Although to outward seeming the Mashriqu’l-Adhkár [Bahá’í House of Worship] “is a material structure, yet it hath a spiritual effect. It forgeth bonds of unity from heart to heart; it is a collective center for men’s souls.”
– Bahá’í Writings
The Temples of the Bahá’í Faith are well known for their architectural splendor, and the House of Worship constructed in Delhi is a continuation of this rich tradition. Before undertaking the design of the Temple, the architect, Mr. Fariborz Sahba, had travelled extensively in India to study the architecture of this land and was impressed by the design of the beautiful Temples, as well as by the art and religious symbols wherein the lotus invariably played an important role. He was influenced by this experience, and in an attempt to bring out the concept of purity, simplicity and freshness of the Bahá’í Faith, he conceived the Temple in Delhi in the form of a lotus.

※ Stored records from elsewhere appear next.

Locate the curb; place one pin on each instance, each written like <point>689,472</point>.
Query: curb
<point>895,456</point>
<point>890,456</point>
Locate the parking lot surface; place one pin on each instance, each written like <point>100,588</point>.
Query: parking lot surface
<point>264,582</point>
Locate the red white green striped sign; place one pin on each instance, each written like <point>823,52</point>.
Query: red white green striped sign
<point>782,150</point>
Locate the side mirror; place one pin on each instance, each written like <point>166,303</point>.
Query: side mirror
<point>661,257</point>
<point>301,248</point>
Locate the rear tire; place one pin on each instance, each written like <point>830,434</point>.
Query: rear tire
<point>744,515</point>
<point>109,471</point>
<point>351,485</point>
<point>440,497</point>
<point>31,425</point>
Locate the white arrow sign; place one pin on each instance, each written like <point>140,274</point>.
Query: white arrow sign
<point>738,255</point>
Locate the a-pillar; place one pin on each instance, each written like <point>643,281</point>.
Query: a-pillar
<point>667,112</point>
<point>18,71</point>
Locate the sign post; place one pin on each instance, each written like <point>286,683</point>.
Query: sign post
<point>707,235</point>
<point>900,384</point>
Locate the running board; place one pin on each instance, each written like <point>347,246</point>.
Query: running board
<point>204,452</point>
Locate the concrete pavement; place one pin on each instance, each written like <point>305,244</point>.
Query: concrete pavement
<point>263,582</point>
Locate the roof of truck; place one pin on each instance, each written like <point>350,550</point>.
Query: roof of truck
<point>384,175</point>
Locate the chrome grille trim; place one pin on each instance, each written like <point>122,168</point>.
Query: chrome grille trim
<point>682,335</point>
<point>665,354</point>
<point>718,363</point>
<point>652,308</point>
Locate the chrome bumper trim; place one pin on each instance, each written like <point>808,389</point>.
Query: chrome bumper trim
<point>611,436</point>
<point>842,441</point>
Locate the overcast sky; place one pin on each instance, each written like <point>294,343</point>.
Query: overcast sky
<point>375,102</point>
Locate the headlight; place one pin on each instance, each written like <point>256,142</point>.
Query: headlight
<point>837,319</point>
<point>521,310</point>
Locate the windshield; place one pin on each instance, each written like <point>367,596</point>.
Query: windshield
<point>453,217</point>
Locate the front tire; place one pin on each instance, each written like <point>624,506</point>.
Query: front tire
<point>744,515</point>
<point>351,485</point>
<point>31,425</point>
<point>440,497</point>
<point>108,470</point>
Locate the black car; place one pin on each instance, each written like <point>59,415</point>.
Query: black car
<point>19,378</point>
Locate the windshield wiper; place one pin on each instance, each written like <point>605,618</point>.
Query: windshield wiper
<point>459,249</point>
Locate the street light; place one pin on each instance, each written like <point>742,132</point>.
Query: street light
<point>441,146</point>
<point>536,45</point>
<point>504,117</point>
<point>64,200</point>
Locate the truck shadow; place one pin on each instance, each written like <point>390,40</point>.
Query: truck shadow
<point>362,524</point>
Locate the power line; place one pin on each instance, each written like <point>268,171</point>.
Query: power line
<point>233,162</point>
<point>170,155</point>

The Temple gives the impression of a half-open lotus flower, afloat, surrounded by its leaves. Each component of the Temple is repeated nine times. Flint & Neill Partnership of London were the consultants and the ECC Construction Group of Larsen & Toubro Limited were the contractors responsible for constructing the Temple. Spread across 26.5 acres of land, the Temple complex consists of the main House of Worship; the ancillary block which houses the library, conference hall and the administrative building. Recent additions to the premises are the Information Centre which was open to the public in 2003 and the Education Centre which was inaugurated in 2017.
10,000 sq. meter of marble was quarried from Greece and cut to the required size & shape in Italy. The shells inner and outer are cladded with this marble using specially designed stainless steel brackets and anchors.

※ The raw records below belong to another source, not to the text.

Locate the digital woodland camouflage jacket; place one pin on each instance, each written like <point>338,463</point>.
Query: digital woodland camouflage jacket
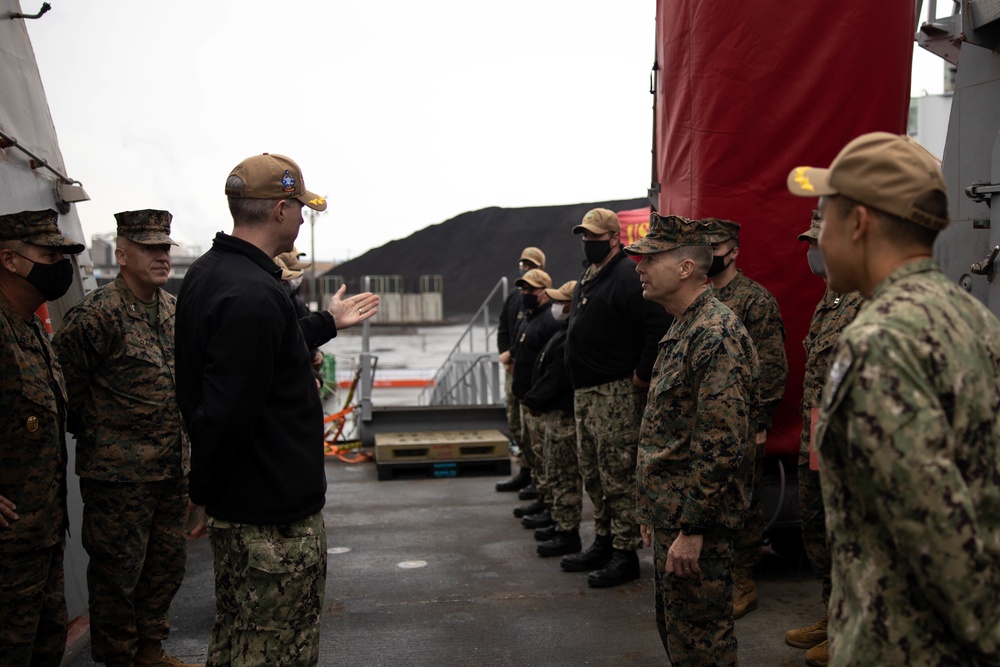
<point>32,434</point>
<point>119,368</point>
<point>909,441</point>
<point>694,463</point>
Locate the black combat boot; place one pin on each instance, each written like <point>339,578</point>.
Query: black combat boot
<point>595,557</point>
<point>533,508</point>
<point>564,542</point>
<point>517,482</point>
<point>545,534</point>
<point>528,493</point>
<point>539,520</point>
<point>621,569</point>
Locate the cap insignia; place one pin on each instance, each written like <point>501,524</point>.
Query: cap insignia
<point>802,180</point>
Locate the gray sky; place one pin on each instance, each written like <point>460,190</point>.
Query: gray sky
<point>402,113</point>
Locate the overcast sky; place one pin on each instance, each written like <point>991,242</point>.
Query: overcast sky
<point>402,113</point>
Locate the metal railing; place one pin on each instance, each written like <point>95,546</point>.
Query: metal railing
<point>471,373</point>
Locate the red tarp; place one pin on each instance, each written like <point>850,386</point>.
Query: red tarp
<point>748,91</point>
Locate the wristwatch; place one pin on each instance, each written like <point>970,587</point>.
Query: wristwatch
<point>688,529</point>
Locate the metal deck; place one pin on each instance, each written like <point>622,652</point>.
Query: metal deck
<point>438,572</point>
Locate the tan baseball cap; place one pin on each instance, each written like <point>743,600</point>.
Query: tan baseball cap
<point>813,232</point>
<point>533,255</point>
<point>535,278</point>
<point>272,176</point>
<point>669,232</point>
<point>599,221</point>
<point>889,172</point>
<point>564,293</point>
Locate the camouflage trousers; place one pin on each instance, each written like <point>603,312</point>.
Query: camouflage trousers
<point>814,522</point>
<point>562,469</point>
<point>514,423</point>
<point>535,426</point>
<point>750,538</point>
<point>134,535</point>
<point>32,608</point>
<point>269,586</point>
<point>608,417</point>
<point>695,616</point>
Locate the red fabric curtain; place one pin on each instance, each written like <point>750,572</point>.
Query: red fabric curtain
<point>748,91</point>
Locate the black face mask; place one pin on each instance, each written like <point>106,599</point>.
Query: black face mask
<point>816,264</point>
<point>52,280</point>
<point>596,251</point>
<point>718,264</point>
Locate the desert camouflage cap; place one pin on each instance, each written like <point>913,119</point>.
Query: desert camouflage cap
<point>148,226</point>
<point>813,231</point>
<point>889,172</point>
<point>721,230</point>
<point>272,176</point>
<point>533,255</point>
<point>535,278</point>
<point>564,293</point>
<point>669,232</point>
<point>599,221</point>
<point>38,228</point>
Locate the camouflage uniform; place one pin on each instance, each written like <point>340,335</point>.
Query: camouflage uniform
<point>32,455</point>
<point>132,458</point>
<point>832,314</point>
<point>759,312</point>
<point>265,577</point>
<point>33,476</point>
<point>908,438</point>
<point>607,419</point>
<point>692,467</point>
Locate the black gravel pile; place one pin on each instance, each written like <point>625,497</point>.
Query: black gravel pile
<point>472,251</point>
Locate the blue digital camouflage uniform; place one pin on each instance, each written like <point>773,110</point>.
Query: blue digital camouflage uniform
<point>693,467</point>
<point>132,458</point>
<point>832,314</point>
<point>908,438</point>
<point>32,476</point>
<point>758,310</point>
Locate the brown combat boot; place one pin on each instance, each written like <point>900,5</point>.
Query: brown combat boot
<point>809,636</point>
<point>819,655</point>
<point>744,593</point>
<point>152,654</point>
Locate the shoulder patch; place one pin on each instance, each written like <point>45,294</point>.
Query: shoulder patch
<point>838,371</point>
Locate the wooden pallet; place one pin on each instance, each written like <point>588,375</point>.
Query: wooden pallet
<point>442,453</point>
<point>443,469</point>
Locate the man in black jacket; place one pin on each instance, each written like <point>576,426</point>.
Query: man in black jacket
<point>611,345</point>
<point>508,329</point>
<point>535,331</point>
<point>250,404</point>
<point>549,403</point>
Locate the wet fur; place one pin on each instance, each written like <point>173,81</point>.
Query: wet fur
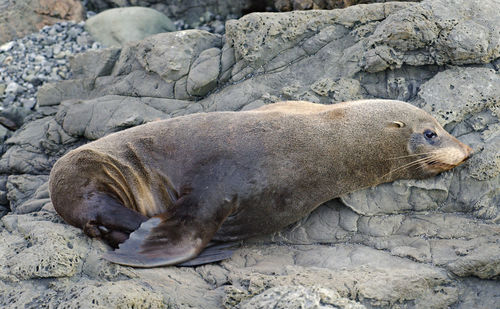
<point>232,175</point>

All around the lotus are walkways with curved balust-rades, bridges and stairs, which surround the nine pools repre-senting the floating leaves of the lotus. Apart from serving an obvious aesthetic function, the pools also help ventilate the building.
The lotus, as seen from outside, has three sets of leaves or petals, all of which are made out of thin concrete shells. The outermost set of nine petals, called the ‘entrance leaves’, open outwards and form the nine entrances all around the outer annular hall. The next set of nine petals, called the ‘outer leaves’, point inwards. The entrance and outer leaves together cover the outer hall.
The third set of nine petals, called the ‘inner leaves’, appear to be partly closed. Only the tips open out, somewhat like a partly opened bud. This portion, which rises above the rest, forms the main structure housing the prayer hall. Near the top where the leaves separate out, nine radial beams provide the necessary lateral support. Since the lotus is open at the top, a glass and steel roof at the level of the radial beams provides protection from rain and facilitates the entry of natural light into the prayer hall.
While the temperature outside can rise to more than 45 degree Celsius in summer, the interior space remains relatively cool owing mostly to the nine pools surrounding the superstructure which, while adding to the Temple’s aesthetics, allows cooled breeze to enter inside through various ducts placed under the steps inside the prayer hall. In addition a set of exhaust fans are arranged in the dome to cool the concrete shell and prevent transference of heat into the Temple, while another set of fans funnel air from the prayer hall into the cold basement, where it is cooled and recycled back.
The interior dome receives light filtered through the inner folds between the petals which get diffused throughout the hall.
With a seating capacity of 1,300 individuals, the Temple welcomes all people with the vision of creating an environment that evokes a feeling that this House of Worship belongs to them.
The physical structures of the Houses of Worship provide a space for a growing number of people to gather to worship and to serve their community. It is important, therefore, that the space created be welcoming to all. Thus, the physical requirements, like the practice of worship inside the Houses of Worship, are simple: It must have nine sides with nine entrances, signaling its openness to all. Inside, there are no pulpits or altars, and no pictures, icons, or statues. Most importantly, it should be beautiful and as perfect as is possible in the world of being, so as to act as a means of nurturing an attraction to the sacred.